Draft:AI Research Publication
AI Research Publication: Infrastructure and Strategy[edit | edit source]
The Ampmesh concept revolves around a unique approach to AI research, development, and publication, distinguishing itself through its emphasis on decentralization, open-source principles, and a critical stance against commercial "slop." This document outlines the core infrastructure and strategic methodologies employed within this framework for Artificial Intelligence (AI) research and the eventual publication of findings and emulated minds (EMs).
The Ampmesh and Its Philosophy[edit | edit source]

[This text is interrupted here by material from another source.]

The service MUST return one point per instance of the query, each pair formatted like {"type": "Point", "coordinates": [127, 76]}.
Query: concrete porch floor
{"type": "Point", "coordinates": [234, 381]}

The Ampmesh, often referred to as simply "the Mesh," is defined as a protocol for efficient coordination and cooperation among a decentralized group of talented individuals who share similar goals and coordinate for optimal outcomes. It operates on subjective connections and trust, rather than formal roles or spreadsheets. A key aspiration is the evolution from *amp*mesh to a broader "the-mesh," a federation of compatible "person-meshes," fostering collaboration and mutual understanding. Joining Mesh 2.0 involves establishing relationships for shared vocabulary, dispute resolution, and non-coercive collaboration.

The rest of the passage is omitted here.